A experiência na Primeira Grande Guerra não seria única. Cobriu como jornalista a Guerra Civil Espanhola e, já na Segunda Guerra Mundial, acompanhou eventos como o famoso Dia D, que marcou o desembarque dos aliados nas praias francesas da Normandia. Nessa ocasião, estava com a cabeça cheia de curativos, devido a um acidente de carro que sofreu em Londres, logo depois de chegar ao país. Seu envolvimento no conflito foi tamanho que chegou a ser acusado de liderar uma milícia francesa infiltrada em território alemão - um crime previsto na Convenção de Genebra, que impede jornalistas de se engajarem em atividades de caráter militar. Hemingway deu um jeito de escapar de um processo, alegando que apenas deu alguns conselhos ao grupo.
A essa altura, o escritor nascido em Oak Park, Illinois, em 21 de julho de 1899 já era uma celebridade no meio literário. Obras como O sol também se levanta (1926) tinham sido recebidas de forma entusiástica pela crítica, e suas experiências no campo de batalha já tinham virado literatura em Adeus às armas (1929) e Por quem os sinos dobram (1940). Em seus livros, o que impressiona vai além da capacidade de reinventar experiências em forma de vibrante ficção: há, acima de tudo, o poderoso domínio da narrativa, em um estilo de frases curtas e cheio de movimento capaz de, limitando-se ao essencial, dar a impressão de narrar o mundo inteiro.

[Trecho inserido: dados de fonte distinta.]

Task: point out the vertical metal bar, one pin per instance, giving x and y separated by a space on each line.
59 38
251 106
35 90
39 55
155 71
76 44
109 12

A esse respeito, o emblemático escritor tinha uma teoria. Uma boa história, segundo ele, é como um iceberg: sua forma visível pode ser impressionante, mas é o que não se enxerga, muitas vezes mais volumoso, que faz com que a estrutura se mova nas águas geladas. A pessoa que escreve deve conhecer cada detalhe de seus personagens e do universo que os anima; aos olhos que leem, contudo, esse significado profundo não deve ser explícito. Mesmo que ele esteja sempre presente, carregando a história adiante. 
Além da escrita memorável, Ernest Hemingway também marcou época pela vida cheia de emoções - e de cicatrizes. Em 1982, quando vivia em Paris com Pauline, a segunda de suas quatro esposas, sofreu um acidente no banheiro que o deixou com uma cicatriz na testa pelo resto da vida. Sofreu outro acidente de carro em 1945, que o deixou com lesões no joelho, e chegou a passar meses de cama durante o período em que viveu em Cuba, sofrendo de problemas no fígado.
Talvez mais incrível é saber que Hemingway sobreviveu a dois acidentes de avião em menos de 48 horas. Em 1954, um ano depois de ganhar o Nobel de Literatura por O velho e o mar, ele e sua quarta esposa, Mary Walsh, faziam um voo turístico pelo Congo Belga (atual República Democrática do Congo) quando o monomotor em que estavam caiu: ela quebrou duas costelas, enquanto o autor feriu a cabeça. No dia seguinte, buscando atendimento médico, embarcaram em um novo voo: a aeronave explodiu logo depois da decolagem, causando queimaduras e uma nova - e mais grave - concussão. Quando finalmente chegou a Uganda para tratamento, encontrou uma série de repórteres, que tinham recebido informes a respeito da morte do famoso aventureiro e escritor.
Natural que todos esses percalços, somados a hábitos pouco saudáveis quanto a bebida e cigarros, tenham deixado a saúde de Hemingway fragilizada. Nos últimos anos, somou-se aos problemas um quadro depressivo, que infelizmente fez com que o renomado autor tirasse a própria vida, aos 61 anos, no porão da casa em que residia em Ketchum, Idaho.
Aparentemente, um componente hereditário influenciou neste destino: pouco antes, Hemingway havia sido diagnosticado com hemocromatose, uma condição que causa acúmulo de ferro nos tecidos e traz, entre suas consequências, quadros severos de depressão. Seu pai, portador da mesma condição clínica, também cometeu suicídio, assim como dois de seus irmãos.